Y.S : Les principaux symptômes, c’est d’abord l’envie fréquente d’uriner, de boire. L’envie fréquente d’uriner c’est surtout la nuit, lorsque quelqu’un se lève plus de deux fois la nuit pour uriner. Ensuite il y a l’amaigrissement, l’envie de manger tout le temps parce qu’on a faim. Ces signes sont fréquents. Malheureusement, tous les diabétiques n’ont pas ces signes. Chez les enfants par contre, le diabète est presque toujours symptomatique. Ce sont des enfants qui urinent beaucoup ou alors qui urinent au lit la nuit pourtant ils ont dépassé cet âge. Ils ont fréquemment envie de boire. Il y a l’amaigrissement. Ces enfants maigrissent beaucoup et ont tout le temps faim. Le diabète touche les enfants de tout âge parce que le plus jeune que nous avons diagnostiqué était un peu avant sa troisième année.  

G.B : Dans le contexte du Burkina Faso, quelles sont les actions entreprises pour soutenir les malades et sensibiliser les populations ?
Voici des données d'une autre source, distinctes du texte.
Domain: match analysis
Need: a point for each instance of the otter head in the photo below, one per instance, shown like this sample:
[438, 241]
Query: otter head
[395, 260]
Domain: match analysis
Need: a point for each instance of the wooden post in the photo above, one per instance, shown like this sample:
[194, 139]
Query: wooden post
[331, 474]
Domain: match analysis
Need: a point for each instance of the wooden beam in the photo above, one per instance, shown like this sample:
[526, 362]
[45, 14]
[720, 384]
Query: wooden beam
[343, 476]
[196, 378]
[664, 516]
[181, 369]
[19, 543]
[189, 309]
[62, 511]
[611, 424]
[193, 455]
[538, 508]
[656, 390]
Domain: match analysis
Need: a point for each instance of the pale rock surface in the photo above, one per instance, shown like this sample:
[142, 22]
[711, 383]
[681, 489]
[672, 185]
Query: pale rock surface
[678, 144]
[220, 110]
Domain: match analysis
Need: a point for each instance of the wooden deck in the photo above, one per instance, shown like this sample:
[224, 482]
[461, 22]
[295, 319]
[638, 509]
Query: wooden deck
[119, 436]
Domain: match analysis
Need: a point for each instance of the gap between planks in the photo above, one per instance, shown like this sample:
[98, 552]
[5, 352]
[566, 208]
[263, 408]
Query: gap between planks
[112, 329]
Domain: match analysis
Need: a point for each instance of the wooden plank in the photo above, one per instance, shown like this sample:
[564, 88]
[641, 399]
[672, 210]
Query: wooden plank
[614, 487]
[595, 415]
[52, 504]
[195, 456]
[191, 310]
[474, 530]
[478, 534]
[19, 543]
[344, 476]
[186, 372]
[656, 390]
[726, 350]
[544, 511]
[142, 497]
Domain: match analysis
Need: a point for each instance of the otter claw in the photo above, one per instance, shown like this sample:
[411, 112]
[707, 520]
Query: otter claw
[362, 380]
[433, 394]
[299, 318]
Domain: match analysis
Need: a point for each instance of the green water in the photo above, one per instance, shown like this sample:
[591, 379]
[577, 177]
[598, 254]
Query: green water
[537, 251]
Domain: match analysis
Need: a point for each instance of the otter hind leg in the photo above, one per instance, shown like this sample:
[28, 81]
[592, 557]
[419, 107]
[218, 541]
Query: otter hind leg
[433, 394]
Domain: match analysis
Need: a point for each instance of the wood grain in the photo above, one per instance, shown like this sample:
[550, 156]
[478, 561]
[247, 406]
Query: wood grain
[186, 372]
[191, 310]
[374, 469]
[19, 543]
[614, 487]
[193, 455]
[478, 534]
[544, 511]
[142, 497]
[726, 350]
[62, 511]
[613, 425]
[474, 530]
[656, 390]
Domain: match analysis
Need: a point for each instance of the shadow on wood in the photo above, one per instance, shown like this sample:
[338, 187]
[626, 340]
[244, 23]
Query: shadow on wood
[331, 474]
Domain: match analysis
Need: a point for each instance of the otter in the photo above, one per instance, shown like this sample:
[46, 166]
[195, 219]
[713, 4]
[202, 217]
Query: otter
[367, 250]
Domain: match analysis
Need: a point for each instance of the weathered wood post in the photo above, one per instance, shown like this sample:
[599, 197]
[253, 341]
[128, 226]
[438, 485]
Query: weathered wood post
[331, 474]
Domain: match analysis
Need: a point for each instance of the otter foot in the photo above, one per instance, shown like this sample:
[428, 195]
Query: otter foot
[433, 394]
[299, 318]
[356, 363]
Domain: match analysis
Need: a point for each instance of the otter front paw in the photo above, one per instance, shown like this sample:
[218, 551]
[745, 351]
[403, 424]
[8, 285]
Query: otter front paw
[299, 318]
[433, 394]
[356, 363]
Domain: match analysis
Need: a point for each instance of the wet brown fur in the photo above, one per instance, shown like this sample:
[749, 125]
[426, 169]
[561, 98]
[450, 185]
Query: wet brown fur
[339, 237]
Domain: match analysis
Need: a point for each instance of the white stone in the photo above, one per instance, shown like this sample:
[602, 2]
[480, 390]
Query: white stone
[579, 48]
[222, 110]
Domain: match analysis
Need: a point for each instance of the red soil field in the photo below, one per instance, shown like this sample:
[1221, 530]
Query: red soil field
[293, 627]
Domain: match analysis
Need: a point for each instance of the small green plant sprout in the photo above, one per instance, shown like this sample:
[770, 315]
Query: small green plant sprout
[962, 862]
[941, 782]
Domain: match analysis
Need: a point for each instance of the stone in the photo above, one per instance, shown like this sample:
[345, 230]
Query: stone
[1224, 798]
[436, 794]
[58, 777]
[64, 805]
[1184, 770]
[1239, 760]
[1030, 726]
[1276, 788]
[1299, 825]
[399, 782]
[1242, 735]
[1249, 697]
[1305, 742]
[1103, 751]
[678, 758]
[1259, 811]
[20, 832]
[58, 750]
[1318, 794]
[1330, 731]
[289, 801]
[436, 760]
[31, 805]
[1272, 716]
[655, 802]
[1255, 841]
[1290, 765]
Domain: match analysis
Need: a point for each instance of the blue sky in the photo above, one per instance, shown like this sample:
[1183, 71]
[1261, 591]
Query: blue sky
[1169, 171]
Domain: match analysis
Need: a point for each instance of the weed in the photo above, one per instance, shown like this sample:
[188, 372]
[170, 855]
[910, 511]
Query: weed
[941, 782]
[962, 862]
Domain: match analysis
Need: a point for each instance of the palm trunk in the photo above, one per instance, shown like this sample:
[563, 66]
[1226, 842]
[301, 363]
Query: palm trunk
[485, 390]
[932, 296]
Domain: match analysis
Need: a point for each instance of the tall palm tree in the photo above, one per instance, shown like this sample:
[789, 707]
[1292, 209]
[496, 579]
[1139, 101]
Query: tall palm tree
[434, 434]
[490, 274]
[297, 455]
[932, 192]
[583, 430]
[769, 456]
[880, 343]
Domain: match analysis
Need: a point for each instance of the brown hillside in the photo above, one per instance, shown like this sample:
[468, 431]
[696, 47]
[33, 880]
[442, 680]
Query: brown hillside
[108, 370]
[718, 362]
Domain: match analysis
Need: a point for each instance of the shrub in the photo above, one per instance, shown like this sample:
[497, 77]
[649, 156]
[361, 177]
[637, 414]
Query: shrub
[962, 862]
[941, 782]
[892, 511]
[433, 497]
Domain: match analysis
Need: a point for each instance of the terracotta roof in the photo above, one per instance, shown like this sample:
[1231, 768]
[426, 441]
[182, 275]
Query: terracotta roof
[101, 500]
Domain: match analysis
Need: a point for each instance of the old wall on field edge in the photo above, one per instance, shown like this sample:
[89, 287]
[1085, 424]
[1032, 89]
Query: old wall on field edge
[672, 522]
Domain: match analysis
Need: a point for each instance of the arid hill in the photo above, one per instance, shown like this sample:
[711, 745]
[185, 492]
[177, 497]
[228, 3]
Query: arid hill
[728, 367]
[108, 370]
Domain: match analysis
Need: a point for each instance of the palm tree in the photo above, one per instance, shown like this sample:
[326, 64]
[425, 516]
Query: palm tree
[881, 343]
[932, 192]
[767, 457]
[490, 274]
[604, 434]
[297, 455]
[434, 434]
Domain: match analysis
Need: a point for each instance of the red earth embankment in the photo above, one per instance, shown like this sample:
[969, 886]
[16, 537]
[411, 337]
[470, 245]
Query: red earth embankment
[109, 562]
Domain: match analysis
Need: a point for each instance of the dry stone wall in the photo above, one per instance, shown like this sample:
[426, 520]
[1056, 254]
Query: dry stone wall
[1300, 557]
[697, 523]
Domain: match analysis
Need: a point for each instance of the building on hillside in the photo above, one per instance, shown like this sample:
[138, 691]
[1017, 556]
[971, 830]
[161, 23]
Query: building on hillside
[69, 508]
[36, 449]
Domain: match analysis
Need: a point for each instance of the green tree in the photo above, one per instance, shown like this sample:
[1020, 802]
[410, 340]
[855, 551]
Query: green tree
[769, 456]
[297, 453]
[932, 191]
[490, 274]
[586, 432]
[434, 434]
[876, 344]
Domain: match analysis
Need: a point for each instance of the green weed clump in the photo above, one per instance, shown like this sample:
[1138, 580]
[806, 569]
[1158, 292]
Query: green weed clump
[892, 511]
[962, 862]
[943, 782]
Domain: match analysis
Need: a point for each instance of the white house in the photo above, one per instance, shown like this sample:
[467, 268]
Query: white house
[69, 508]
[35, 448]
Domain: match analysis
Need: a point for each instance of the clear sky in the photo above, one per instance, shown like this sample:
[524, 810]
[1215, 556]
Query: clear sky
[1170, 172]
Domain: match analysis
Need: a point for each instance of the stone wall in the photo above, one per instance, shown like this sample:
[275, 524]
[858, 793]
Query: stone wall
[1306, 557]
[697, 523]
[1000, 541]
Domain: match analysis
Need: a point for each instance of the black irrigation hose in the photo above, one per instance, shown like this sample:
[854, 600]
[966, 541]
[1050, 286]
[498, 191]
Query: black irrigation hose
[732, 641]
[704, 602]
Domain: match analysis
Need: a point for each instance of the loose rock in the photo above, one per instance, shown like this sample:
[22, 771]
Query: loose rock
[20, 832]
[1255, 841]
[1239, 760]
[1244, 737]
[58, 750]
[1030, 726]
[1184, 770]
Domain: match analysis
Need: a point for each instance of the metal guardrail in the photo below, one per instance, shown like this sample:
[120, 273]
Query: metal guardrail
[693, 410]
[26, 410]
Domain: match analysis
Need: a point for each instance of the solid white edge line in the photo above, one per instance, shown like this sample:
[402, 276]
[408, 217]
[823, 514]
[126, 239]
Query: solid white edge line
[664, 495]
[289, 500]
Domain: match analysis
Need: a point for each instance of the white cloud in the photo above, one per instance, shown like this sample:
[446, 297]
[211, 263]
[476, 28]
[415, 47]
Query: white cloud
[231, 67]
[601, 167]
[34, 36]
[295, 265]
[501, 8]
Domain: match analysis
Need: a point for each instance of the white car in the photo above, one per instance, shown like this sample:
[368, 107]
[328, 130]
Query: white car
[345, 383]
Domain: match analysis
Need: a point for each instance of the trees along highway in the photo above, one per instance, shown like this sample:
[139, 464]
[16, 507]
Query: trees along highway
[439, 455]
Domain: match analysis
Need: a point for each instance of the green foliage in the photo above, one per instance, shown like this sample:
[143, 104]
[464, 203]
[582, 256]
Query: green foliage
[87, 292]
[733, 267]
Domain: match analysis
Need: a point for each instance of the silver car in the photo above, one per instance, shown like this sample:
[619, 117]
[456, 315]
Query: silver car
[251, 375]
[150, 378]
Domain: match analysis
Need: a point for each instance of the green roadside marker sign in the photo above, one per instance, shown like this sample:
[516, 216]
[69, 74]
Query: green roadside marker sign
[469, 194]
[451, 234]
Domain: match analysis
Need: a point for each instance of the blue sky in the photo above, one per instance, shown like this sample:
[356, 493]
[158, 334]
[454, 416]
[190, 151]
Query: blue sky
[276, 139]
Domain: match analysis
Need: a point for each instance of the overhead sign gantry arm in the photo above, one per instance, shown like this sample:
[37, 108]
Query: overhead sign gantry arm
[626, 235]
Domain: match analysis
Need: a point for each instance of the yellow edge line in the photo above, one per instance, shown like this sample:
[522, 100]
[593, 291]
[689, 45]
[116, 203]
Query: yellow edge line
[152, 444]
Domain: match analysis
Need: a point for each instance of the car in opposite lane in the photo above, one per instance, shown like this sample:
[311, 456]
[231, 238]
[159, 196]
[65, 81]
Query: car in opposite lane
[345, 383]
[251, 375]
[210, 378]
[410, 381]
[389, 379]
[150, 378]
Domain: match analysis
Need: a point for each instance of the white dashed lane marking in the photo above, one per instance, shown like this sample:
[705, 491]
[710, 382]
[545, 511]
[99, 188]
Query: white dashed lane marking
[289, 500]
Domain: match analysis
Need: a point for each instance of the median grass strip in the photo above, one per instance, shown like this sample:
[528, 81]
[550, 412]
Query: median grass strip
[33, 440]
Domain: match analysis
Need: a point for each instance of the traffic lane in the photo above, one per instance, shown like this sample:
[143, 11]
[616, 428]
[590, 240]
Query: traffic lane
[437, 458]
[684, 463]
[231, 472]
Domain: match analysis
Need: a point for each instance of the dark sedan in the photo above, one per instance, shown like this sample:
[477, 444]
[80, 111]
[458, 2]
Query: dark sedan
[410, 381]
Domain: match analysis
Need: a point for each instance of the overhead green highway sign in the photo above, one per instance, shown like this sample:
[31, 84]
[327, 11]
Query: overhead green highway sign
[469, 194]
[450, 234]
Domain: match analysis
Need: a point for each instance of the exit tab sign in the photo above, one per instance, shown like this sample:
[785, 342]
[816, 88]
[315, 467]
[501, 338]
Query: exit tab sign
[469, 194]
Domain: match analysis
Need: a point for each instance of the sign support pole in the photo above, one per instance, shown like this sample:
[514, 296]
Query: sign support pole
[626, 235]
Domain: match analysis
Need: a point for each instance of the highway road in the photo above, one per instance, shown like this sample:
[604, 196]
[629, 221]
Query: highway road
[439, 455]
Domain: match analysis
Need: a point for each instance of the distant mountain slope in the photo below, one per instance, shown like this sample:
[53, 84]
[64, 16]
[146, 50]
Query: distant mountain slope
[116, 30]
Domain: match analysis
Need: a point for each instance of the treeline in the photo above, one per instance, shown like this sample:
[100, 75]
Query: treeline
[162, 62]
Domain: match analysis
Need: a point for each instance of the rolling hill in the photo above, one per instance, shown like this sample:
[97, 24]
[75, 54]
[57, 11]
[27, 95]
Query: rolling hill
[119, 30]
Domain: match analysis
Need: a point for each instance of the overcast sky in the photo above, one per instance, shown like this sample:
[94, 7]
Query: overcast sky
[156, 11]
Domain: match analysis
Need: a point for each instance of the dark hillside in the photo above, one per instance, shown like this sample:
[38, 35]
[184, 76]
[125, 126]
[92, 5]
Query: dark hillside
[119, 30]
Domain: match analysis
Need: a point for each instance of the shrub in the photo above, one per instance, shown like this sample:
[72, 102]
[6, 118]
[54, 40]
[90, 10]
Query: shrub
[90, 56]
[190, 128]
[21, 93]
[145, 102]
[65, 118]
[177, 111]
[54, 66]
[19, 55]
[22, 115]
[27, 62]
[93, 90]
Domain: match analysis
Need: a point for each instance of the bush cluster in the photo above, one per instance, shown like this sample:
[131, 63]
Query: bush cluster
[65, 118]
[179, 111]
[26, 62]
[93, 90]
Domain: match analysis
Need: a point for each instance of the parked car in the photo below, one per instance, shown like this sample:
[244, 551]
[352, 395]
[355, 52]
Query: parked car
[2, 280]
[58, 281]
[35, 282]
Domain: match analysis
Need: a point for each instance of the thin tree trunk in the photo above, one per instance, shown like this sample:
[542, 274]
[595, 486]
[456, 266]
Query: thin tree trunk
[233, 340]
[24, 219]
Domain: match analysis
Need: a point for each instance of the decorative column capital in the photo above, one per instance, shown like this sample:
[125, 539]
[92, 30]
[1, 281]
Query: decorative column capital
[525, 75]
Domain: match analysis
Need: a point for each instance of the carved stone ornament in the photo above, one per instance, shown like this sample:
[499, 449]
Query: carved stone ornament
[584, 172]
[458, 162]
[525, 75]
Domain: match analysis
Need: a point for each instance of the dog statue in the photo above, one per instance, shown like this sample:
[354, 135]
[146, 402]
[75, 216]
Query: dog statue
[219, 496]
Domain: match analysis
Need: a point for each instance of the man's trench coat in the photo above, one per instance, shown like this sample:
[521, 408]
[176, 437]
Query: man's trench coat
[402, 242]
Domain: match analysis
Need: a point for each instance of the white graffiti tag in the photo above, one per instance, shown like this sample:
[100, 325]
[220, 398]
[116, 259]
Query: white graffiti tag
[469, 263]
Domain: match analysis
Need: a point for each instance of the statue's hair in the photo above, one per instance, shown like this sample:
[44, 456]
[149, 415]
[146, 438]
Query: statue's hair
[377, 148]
Y.S : Au Burkina Faso, dans la plus part des différents services de prise en charge du diabète, nous avons des agents qui aident à l’éducation thérapeutique. En dehors du volet purement médical, on a également certaines associations ; des associations de diabétiques d’une part et d’autres parts, des ONG comme celle Santé-Diabète ou encore le Lions Club qui mène énormément des activités de sensibilisation des populations. D’ailleurs chaque année, ce club commémore la journée mondiale du diabète. Ce sera le lieu pour les populations d’aller faire le dépistage. Et je crois qu’il y a un centre de lutte contre le diabète construit à Ouaga 2000 à l’actif du Lions Club. Particulièrement pour les enfants, le service de médecine interne à travers le Pr Drabo a initié un programme en collaboration avec l’ONG Santé-Diabète par le programme Life for a Child qui permet de prendre en charge tous les enfants diabétiques jusqu’à l’âge de 23 ans en leur fournissant gratuitement l’insuline et des seringues à insuline. A Ouagadougou, nous sommes à une centaine d’enfants pris en charge.

G.B : Quel est le coût de l’insuline ?

Y.S : Il y a deux types d’insulines. Il y a l’insuline rapide et l’insuline lente ou intermédiaire. Celle disponible au Burkina Faso coûte En général 4750 F CFA le flacon. Et la prise dépend de la posologie du patient. Certains patients peuvent faire un mois avec un flacon d’autres pas.

G.B : Est-ce qu’on peut guérir du diabète ?

Y.S : Il y a des causes guérissables. Ces causes entrent dans le cadre des autres types spécifiques de diabète. Lorsque c’est une maladie endocrinienne qui a entrainé le diabète, lorsqu’on guérit la maladie, le diabète également se guérit. Mais la plus part des diabètes, il n’y a pas de médicaments qui permet de guérir. Tous les médicaments peuvent normaliser la glycémie sans pour autant guérir.

G.B : Quelles sont les complications du diabète ?

Y.S : Les complications du diabète sont de deux types, il y a celles aigues qui amène le patient à être hospitalisé parfois dans le coma. Là c’est quand la glycémie s’élève de façon très importante. Pour les patients qui n’ont pas de signes mais qui ont des glycémies élevées, en général les complications interviennent au bout de 5-10 ans. Ces complications dites chroniques c’est au niveau des yeux, des reins et du cœur. Donc il faut se faire dépister parce que le diabète est la principale cause d’insuffisance rénale terminale dans le monde, de cécité et d’atteinte cardiaque.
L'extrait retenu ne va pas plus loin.